Батлин слишком дисциплинированный прозаик, чтобы потворствовать грубой псевдопсихологической и социологической канонизации причин болезни Морриса. Принципиальный интерес автора — прийти к пониманию природы болезни через ее проявления и попытки персонажа преодолеть ее. Искусно выписанный задник повествования позволяет нам время от времени видеть человека, мысль которого движется быстро, остро и неустанно вслед за банальностями буржуазного общества, придавая всему слишком нетрезвый, разлаженный фокус. Лекарство же замедляет ход вещей и сглаживает острые края.

Почему роману «Звук моего голоса» не воздали должное, когда он впервые был опубликован? Да, это, конечно, не самая приятная книга. Что важнее, она шла (и продолжает идти) против течения времени в спокойной, однако в корне непримиримой и бескомпромиссной манере. Каждому поколению свойственна культурная гегемония, и Британия времен Тэтчер была в этом более чем неумолимой. Книга Батлина появилась слишком рано для своего времени — 80-х годов; ее упорный, не выраженный явно критицизм духовно бессодержательной, социально конформистской эры намного более тревожен, чем многие прославленные и откровенно спорные литературные работы, вышедшие в Шотландии в то время.

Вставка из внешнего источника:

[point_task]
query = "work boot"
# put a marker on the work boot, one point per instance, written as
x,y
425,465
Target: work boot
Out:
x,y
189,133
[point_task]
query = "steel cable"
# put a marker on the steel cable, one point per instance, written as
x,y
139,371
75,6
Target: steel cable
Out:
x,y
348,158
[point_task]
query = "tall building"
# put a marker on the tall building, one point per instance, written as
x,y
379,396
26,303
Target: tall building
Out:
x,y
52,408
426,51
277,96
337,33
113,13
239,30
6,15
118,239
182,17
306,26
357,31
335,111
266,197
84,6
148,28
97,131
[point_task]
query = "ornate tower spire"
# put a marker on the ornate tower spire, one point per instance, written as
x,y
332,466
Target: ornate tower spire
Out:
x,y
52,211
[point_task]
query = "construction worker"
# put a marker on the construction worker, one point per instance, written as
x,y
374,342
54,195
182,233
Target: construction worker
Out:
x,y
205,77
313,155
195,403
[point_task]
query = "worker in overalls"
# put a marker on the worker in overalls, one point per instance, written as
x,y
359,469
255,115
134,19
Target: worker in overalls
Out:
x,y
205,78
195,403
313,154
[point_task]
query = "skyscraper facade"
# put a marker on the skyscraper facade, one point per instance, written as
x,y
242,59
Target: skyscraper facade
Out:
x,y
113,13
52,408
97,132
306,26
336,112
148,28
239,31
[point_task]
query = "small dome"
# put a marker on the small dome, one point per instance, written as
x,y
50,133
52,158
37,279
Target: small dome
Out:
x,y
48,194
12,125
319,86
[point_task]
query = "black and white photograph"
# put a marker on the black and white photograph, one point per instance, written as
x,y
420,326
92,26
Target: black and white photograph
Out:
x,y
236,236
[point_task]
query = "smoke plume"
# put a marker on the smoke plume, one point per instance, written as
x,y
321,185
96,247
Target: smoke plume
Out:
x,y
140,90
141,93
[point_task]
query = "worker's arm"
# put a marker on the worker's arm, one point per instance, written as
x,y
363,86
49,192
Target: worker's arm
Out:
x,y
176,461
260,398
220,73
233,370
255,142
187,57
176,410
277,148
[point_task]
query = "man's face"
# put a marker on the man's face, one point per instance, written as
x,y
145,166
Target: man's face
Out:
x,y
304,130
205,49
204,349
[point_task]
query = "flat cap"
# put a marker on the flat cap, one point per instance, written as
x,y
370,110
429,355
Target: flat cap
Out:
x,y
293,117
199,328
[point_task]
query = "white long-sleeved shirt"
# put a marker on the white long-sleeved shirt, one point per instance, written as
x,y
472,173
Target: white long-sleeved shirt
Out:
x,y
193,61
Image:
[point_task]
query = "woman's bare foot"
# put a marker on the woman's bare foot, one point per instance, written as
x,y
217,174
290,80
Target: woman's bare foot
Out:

А поскольку мы постепенно выходим из этой эры, я предчувствую, что «Звук моего голоса» получит заслуженное признание как один из лучших романов своего рода и времени.

Ирвин Уэлш

Глава 1

Когда умер твой отец, ты был на вечеринке, и тебе немедленно сообщили. Настоящее чудо. Оно было недолгим, конечно, но достаточно убедительным в первые несколько мгновений. Потом, час спустя, ты привел домой девушку и принуждал ее заняться любовью, а она плакала и упрашивала тебя не делать этого; даже теперь ее слезы остаются единственным, что заставило тебя почувствовать горе от смерти отца. Тебе тридцать четыре. И все, что с тобой когда-либо происходило, продолжает происходить.

Когда бы тебя ни увозили из деревни на отцовской машине, ты неизменно смотрел в заднее окно, чтобы ваш дом — одноэтажный коттедж — оставался в поле зрения как можно дольше. Дорога карабкалась на крутой холм, и чем более широкий вид открывался на деревню, окружающие поля и леса, тем сильнее ты напрягал взгляд, фиксируя его на белых стенах коттеджа, стараясь даже не мигать. Ты никак не мог поймать момент, когда дом на самом деле исчезал; приходило лишь внезапное осознание, что это случилось, после того как ты всего на секунду, сам того не желая, расслаблялся и терял его из виду.

Потом, когда отец спускался с холма, возвращаясь в деревню, ты начинал с волнением ловить каждую знакомую примету, предшествующую появлению дома: дом пастора, потом выгул для лошадей, деревянный сарай. «Его там может не быть, его там может не быть», — повторял ты про себя. К моменту, когда вы равнялись с садом Кейра, ты доводил себя до состояния почти невыносимой неуверенности. После этого медленно, очень медленно ты поворачивался в направлении дома. Ты, как только мог, растягивал эту свою тревогу, эту свою тоску. Они, ты знал, соизмеримы с той радостью, которая наступит, как только ты снова увидишь мелькнувший белый цвет: ваш коттедж у подножия холма.

Когда машина останавливалась, ты выбирался из нее. Родители доставали из багажника покупки, совершенно не видя чуда, случившегося совсем рядом: ты уехал, а потом вернулся в то же самое место. Все, что ты знал о себе, еще раз подтвердилось: удовольствие, которое ты получаешь от скрипа несмазанных петель калитки; боязнь собаки из соседского сада; нетерпение перед сбором куриных яиц. Привозя тебя домой, отец снова возвращал тебя самому тебе. Ты смотрел на привычные вещи, окружающие тебя, молча здоровался по очереди с каждой из них, а потом переводил удивленный и благодарный взгляд на отца. А он хлопал крышкой багажника и уходил в дом.

Как-то днем он повез вас с матерью на пикник. Вы отъехали на двадцать миль в сторону гор, окна машины были полностью открыты, давая доступ потокам свежего воздуха. Время от времени отцу приходилось останавливаться, чтобы дать радиатору остыть. В первый раз, когда он снял с него крышку, ты увидел, как кипяток выстрелил в воздух. Ты подумал, что это очень весело.

— У нас снова будет фонтан? — всякий раз с надеждой спрашивал ты машину, когда она останавливалась. Тебе было три года, и ты еще верил, что она ответит тебе.